Many of us, I believe, experience lasting happiness as a brass ring that remains stubbornly just out of reach.  Much of our business and personal world revolves around the continual chasing and attainment of goals of one sort or another.   And not that business or personal goals are bad in and of themselves.  It is just that so much of our emotional effort is tied up in their achievement that we may rarely experience lasting feelings of deep down satisfaction.

Undue Influence

In our media saturated world we are up against some strong influences.  Hollywood has a penchant for creating some fairly convincing tales of how to live happily ever after.  The pitch is that if you do or get this you will then live in perpetual bliss.  Advertising employs the same message…if you drink this, you’ll attract the mating pool of your dreams, or, if you wear this you’ll be desirable beyond measure.  If only!  By the time we reach our first jobs, we are well prepared to pursue our work with this mindset.

Shifty Goals

But as we grow and evolve so do our goals and desires.  What once revved us up no longer turns the crank quite the same way.  So we dig in and begin chasing another goal.  As soon as we accomplish one others appear and others change.  And so a vicious cycle of perpetual striving sets in…we begin to ask ourselves if we’ll ever be happy, like in the movies or as diamond ads promise.

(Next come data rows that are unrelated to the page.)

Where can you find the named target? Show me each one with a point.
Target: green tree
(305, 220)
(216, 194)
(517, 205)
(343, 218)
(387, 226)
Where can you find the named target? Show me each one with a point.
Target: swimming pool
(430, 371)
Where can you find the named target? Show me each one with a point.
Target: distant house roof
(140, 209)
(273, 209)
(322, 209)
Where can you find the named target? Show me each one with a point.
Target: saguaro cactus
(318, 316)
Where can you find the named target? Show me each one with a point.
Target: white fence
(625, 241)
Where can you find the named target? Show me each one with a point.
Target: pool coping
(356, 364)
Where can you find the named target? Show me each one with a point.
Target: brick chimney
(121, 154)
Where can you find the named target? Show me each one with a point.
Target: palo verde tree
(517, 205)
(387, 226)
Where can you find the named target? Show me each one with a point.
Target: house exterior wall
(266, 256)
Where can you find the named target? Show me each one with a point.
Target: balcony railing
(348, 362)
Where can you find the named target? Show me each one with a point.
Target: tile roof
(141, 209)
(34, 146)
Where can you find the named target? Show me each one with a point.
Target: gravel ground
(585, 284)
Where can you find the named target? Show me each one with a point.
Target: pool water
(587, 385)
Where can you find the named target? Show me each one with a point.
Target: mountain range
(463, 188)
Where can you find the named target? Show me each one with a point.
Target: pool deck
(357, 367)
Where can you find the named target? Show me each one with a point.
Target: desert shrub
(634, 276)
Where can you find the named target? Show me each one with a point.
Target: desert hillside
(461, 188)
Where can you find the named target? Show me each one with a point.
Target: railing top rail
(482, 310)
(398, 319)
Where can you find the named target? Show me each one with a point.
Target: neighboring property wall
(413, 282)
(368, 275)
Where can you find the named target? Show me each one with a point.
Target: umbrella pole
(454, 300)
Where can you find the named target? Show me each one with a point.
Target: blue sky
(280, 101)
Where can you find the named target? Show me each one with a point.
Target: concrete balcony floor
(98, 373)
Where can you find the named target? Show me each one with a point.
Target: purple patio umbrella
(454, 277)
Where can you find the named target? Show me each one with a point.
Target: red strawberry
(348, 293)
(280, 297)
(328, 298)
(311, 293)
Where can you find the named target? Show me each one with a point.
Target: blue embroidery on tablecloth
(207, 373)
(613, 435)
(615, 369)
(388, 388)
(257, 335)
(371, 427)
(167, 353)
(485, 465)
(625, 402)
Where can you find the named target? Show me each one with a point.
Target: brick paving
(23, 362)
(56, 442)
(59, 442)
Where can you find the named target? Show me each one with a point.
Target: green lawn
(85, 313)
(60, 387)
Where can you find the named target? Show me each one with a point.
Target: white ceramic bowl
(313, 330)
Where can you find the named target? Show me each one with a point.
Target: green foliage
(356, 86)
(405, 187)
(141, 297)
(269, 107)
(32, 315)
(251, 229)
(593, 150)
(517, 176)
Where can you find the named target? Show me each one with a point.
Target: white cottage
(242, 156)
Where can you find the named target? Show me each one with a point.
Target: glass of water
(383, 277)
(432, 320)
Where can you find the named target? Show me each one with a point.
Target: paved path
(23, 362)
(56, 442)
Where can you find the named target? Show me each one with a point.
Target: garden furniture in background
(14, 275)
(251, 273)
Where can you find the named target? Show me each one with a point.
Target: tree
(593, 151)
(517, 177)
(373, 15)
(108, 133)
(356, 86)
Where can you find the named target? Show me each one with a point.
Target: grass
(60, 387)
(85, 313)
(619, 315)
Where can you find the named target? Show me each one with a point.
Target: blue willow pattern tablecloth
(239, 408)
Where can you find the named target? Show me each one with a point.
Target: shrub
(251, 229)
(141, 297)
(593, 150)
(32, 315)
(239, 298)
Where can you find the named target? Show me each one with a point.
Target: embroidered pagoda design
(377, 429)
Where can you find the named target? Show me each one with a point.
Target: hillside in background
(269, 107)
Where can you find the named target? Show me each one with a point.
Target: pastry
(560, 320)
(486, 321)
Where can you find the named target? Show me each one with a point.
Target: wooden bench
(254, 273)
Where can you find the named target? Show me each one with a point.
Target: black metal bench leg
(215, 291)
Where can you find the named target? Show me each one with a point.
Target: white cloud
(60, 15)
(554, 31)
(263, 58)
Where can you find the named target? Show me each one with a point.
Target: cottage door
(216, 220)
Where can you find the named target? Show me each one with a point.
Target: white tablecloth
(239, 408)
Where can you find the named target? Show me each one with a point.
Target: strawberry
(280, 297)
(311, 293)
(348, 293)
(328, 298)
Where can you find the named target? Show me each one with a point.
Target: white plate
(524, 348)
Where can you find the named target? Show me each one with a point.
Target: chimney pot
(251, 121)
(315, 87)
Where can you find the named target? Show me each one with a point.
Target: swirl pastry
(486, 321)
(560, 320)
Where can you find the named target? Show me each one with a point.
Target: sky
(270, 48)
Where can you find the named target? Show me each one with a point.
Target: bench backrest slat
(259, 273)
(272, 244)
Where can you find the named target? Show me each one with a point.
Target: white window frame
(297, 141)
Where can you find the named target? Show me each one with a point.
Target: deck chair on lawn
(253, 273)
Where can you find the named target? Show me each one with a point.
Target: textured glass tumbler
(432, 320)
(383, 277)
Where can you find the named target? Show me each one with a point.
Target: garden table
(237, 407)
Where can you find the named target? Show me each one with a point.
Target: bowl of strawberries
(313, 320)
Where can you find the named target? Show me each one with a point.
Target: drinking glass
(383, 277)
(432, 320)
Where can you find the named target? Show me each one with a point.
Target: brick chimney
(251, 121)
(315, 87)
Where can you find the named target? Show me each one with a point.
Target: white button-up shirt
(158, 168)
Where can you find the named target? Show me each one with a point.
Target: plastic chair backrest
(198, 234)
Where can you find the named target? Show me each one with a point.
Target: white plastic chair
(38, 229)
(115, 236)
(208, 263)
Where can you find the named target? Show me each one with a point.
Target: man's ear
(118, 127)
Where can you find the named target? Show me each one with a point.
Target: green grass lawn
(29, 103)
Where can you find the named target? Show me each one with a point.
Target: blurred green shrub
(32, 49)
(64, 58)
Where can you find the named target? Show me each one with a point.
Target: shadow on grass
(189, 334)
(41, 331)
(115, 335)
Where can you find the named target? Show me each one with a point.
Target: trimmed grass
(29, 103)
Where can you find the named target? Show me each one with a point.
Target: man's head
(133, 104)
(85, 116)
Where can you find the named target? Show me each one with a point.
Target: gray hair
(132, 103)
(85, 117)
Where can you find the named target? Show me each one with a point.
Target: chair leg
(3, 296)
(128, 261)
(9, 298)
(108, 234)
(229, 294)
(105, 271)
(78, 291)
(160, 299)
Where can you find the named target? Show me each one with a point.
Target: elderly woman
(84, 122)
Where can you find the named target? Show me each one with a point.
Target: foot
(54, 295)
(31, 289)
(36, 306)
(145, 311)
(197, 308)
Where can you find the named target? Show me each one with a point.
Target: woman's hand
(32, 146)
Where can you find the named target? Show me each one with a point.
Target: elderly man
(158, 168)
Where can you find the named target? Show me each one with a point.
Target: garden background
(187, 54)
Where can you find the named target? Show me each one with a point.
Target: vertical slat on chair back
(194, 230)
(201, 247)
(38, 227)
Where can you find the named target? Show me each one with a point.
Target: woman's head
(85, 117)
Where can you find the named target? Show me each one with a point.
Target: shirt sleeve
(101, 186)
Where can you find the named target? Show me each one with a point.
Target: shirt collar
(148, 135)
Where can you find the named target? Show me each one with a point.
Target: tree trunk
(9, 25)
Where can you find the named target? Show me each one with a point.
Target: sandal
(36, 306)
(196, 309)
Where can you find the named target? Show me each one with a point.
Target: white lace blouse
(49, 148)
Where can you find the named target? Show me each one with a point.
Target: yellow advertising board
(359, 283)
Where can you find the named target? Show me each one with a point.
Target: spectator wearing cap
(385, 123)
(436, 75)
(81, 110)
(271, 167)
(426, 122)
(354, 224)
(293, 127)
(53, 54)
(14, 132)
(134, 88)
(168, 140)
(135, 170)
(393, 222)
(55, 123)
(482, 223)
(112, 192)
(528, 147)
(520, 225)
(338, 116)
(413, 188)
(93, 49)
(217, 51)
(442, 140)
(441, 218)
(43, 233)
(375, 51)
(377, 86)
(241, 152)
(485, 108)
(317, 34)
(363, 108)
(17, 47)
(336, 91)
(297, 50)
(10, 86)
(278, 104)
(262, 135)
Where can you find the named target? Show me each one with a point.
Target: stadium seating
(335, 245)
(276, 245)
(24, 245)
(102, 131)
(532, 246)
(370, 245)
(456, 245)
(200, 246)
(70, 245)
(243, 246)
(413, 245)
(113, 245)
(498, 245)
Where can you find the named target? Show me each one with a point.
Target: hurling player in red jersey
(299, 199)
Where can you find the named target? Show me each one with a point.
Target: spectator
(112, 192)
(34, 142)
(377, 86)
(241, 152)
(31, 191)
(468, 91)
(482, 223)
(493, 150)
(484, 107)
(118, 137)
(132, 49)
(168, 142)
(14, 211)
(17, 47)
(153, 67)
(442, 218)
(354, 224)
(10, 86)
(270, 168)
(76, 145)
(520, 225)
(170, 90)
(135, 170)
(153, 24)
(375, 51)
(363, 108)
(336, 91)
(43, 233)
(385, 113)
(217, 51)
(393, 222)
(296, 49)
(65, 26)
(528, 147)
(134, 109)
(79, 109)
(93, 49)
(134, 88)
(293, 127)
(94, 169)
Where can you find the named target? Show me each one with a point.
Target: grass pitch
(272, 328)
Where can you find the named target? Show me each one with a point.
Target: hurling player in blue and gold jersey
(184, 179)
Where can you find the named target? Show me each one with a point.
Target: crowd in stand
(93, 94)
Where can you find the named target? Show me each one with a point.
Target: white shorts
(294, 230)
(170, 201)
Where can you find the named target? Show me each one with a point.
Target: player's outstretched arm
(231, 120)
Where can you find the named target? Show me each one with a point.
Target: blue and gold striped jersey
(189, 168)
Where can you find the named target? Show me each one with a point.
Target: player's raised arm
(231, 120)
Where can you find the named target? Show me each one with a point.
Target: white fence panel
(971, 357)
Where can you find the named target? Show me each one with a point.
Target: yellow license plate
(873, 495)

T’is the Journey Grasshopper…

Rao offers what many other sage folks have told us, that joy is in the journey.  To experience this you must learn to shift the main focus from goals or outcomes to the process and the actions you take on a daily basis.  Whereas actions are within your control outcomes are rarely guaranteed.  Different outcomes can happen that weren’t anticipated.  Bummer.  As well, the rush of achievement you thought would buoy you longterm can turn out to be fleeting.  So you respond by chasing another goal.  Rao’s solution is that we should instead invest much more heavily in the actions we take and that at the end of the day, if we can say we did our best, then that is what should be savoured.  This way, you control your own sense of wellbeing and success instead of relying on some external variable that might not deliver on the promise.

What do think?  Have you ever found yourself wondering why the goal or thing that you’ve just achieved doesn’t give you the kick you thought it might?  How do you keep yourself mindful or your goals yet pumped and happily engaged on a regular basis?